Clin Appl Thromb Hemost. 2006 Jan;12(1):85-7. doi: 10.1177/107602960601200113.

Abstract

Increase platelet count or thrombocytosis, defined as a platelet count greater than or equal to 350 x 10(9)/L, is a common hematologic aberration seen in complete blood cell count. Several etiologies are documented for thrombocytosis. Extreme thrombocytosis, defined as a platelet count greater than or equal to 1,000 x 10(9)/L, is rarely seen in general practice. There are limited data on the etiology of this abnormality. Here, a retrospective investigation for the etiology of severe thrombocytosis was performed.

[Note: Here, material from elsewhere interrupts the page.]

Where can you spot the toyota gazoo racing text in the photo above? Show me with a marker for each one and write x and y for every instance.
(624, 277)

Of the 3 included reports, 535 cases with extreme thrombocytosis were investigated for their etiologies. The 2 defined etiologies are secondary thrombocytosis (66.6%) and clonal thrombocytosis. Of those cases with clonal thrombocytosis, 93.8% had myeloproliferative disorders, and 6.2% had essential thrombocytosis. Concerning bleeding and vaso-occlusive complications, all cases had these complications. In this study, 7.9% of the cases with secondary thrombocytosis experienced bleeding and vaso-occlusive complications, while 17.1% of the cases with clonal thrombocytosis did.

摘要

血小板计数增加或血小板增多症,定义为血小板计数大于或等于350×10⁹/L,是全血细胞计数中常见的血液学异常。血小板增多症有多种病因记录在案。极端血小板增多症,定义为血小板计数大于或等于1000×10⁹/L,在一般临床实践中很少见。关于这种异常的病因数据有限。在此,对严重血小板增多症的病因进行了一项回顾性调查。在纳入的3份报告中,对535例极端血小板增多症病例的病因进行了调查。确定的两种病因是继发性血小板增多症(66.6%)和克隆性血小板增多症。在那些克隆性血小板增多症病例中,93.8%患有骨髓增殖性疾病,6.2%患有原发性血小板增多症。关于出血和血管闭塞性并发症,所有病例均有这些并发症。在本研究中,继发性血小板增多症病例中有7.9%出现出血和血管闭塞性并发症,而克隆性血小板增多症病例中有17.1%出现这些并发症。